The National Memorial for Peace and Justice
∼ A Creative Stroke of Organizing Genius!
Commentary
by LeRoy Chatfield
The National Memorial for Peace and Justice (aka The Lynching Museum) was created by EJI as a national public memorial for visitors to learn, to remember, and to honor African Americans who were murdered by white supremacists, but it is more than that. It also serves as an interactive link to each of the 800 counties where these lynchings took place, whether in the North or the South.
Consider this.
The Memorial displays 800 steel columns with the name of each county along with the names of the victims and the dates of their murder inscribed. In addition, there are 800 identical columns lying outside in the park area waiting to be claimed by each county for whom it was made. These yet-to-be claimed columns establish a relationship with the counties where the victims lived with their families and loved ones.
In the beginning – the Memorial is not yet a year old – this relationship is one-sided, it is one of outreach. Without doubt, some counties will soon step forward to claim their memorial column and use it as an integral part of a county memorial to honor and remember their African American victims who were put to death because of white supremacy.
Other counties will be slow to respond, but because of the existence and the prestige of the National Memorial, a public challenge has been issued to these counties and you can be sure that family members, churches, civil rights activists and organizations along with elected African American officials will insure the challenge for participation has been received by each county.

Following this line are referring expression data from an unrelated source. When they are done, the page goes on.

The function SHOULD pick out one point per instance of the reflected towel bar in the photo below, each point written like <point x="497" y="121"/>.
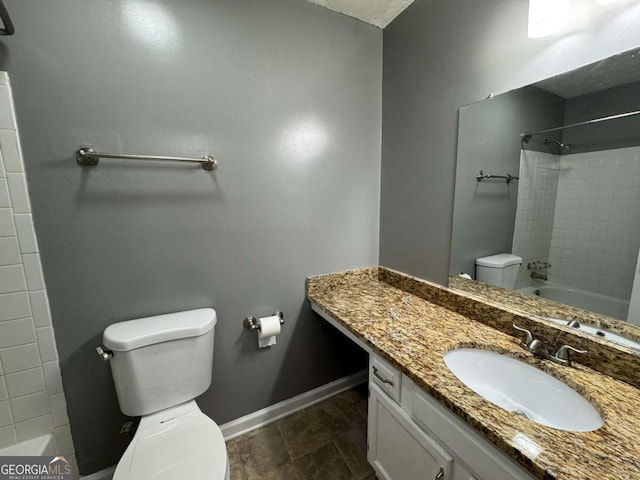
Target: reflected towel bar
<point x="88" y="157"/>
<point x="486" y="176"/>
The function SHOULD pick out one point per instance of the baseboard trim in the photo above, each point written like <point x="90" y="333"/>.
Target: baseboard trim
<point x="258" y="419"/>
<point x="106" y="474"/>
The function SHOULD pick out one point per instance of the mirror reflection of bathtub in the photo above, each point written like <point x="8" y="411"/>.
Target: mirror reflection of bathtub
<point x="550" y="172"/>
<point x="594" y="302"/>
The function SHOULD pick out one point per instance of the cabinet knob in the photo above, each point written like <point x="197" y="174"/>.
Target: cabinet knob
<point x="381" y="378"/>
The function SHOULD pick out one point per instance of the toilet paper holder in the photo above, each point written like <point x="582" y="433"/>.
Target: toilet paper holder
<point x="251" y="323"/>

The discussion at the county level of elected local government officials will become a public issue inevitably leading to public hearings and citizen participation from churches, universities, school systems and students, civil rights groups, charitable organizations, civic organizations and many others. The final outcome will result in many more counties participating with the National Memorial by claiming their county’s steel column to create a suitable local monument. No doubt some of these reluctant counties will become a modern day confrontation of racial intolerance and backlash but truth will out and prevail.

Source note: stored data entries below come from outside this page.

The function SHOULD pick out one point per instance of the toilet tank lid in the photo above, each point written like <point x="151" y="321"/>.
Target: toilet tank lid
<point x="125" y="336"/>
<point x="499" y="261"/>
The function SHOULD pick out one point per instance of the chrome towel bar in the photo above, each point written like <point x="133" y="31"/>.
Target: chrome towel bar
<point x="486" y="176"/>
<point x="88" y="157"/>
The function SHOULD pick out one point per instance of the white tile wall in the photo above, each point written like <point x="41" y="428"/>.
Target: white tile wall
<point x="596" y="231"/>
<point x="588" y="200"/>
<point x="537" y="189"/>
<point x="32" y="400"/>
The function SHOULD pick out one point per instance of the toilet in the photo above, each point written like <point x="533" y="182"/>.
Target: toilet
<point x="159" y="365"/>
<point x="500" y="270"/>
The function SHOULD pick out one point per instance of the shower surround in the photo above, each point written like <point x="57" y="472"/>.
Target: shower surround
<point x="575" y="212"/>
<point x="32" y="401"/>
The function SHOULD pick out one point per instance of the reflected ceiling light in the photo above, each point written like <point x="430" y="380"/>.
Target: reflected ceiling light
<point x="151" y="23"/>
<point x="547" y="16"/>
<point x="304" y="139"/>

Finally, some counties will refuse to participate at all, refuse to take any responsibility, refuse to acknowledge that any such lynchings took place, and even if they did, why not let sleeping dogs lie, why open up old wounds and upset people? Why bring this issue up 70 years later? Whatever happened, happened, just let it alone. You are stirring up trouble, you are an outsider, you do not understand.

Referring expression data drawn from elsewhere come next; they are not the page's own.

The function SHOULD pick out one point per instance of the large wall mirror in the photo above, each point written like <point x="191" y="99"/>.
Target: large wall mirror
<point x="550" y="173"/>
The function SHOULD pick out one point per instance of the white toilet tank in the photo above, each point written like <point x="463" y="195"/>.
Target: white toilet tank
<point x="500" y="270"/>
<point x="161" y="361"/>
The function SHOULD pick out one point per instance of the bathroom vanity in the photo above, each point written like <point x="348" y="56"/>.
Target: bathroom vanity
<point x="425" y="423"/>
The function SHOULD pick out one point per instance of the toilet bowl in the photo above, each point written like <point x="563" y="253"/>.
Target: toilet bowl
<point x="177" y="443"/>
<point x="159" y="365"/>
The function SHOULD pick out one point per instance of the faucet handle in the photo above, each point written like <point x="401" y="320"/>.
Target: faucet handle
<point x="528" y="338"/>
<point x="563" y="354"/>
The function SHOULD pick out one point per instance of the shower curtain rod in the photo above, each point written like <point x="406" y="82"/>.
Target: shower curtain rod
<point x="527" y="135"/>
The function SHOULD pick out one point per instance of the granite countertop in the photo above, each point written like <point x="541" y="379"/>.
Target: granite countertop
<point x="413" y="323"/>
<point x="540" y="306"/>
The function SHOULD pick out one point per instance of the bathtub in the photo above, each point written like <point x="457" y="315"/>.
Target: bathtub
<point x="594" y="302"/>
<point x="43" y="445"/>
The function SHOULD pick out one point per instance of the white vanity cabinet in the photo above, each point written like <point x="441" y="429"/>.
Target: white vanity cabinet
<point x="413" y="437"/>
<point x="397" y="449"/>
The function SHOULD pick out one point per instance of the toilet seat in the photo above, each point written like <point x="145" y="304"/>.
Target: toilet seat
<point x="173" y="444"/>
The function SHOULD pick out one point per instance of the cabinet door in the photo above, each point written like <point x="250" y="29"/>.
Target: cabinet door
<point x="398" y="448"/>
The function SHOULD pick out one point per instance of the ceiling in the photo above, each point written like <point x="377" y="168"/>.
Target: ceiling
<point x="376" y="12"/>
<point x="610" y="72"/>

Of course we understand white supremacy, what you do not understand is your time is up!
You have heard of the proverbial win-win outcome, but for those of you who are organizers. this national organizational drive sponsored by EJI will some day be known as the “triple win” – country, county and national memorial.
Gentle people – men, women and children of all persuasions and colors and origins – the National Memorial for Peace and Justice will mobilize our nation to learn and reflect about our history of white supremacy – that 4400 African American citizens were lynched, mutilated, burned to death, parts of their body used as souvenirs, along with many others who were terrorized and driven from their homes and their property seized by organized mobs of white supremacists.
I predict this unique effort to promote racial conciliation and make restitution to African Americans in the form of building county public monuments to teach, to remember, and to honor the memory of those who were the victims of white supremacy will some day become a major issue in a national presidential election campaign. Not so sure? Mark my prediction.
Thank you, Equal Justice Initiative!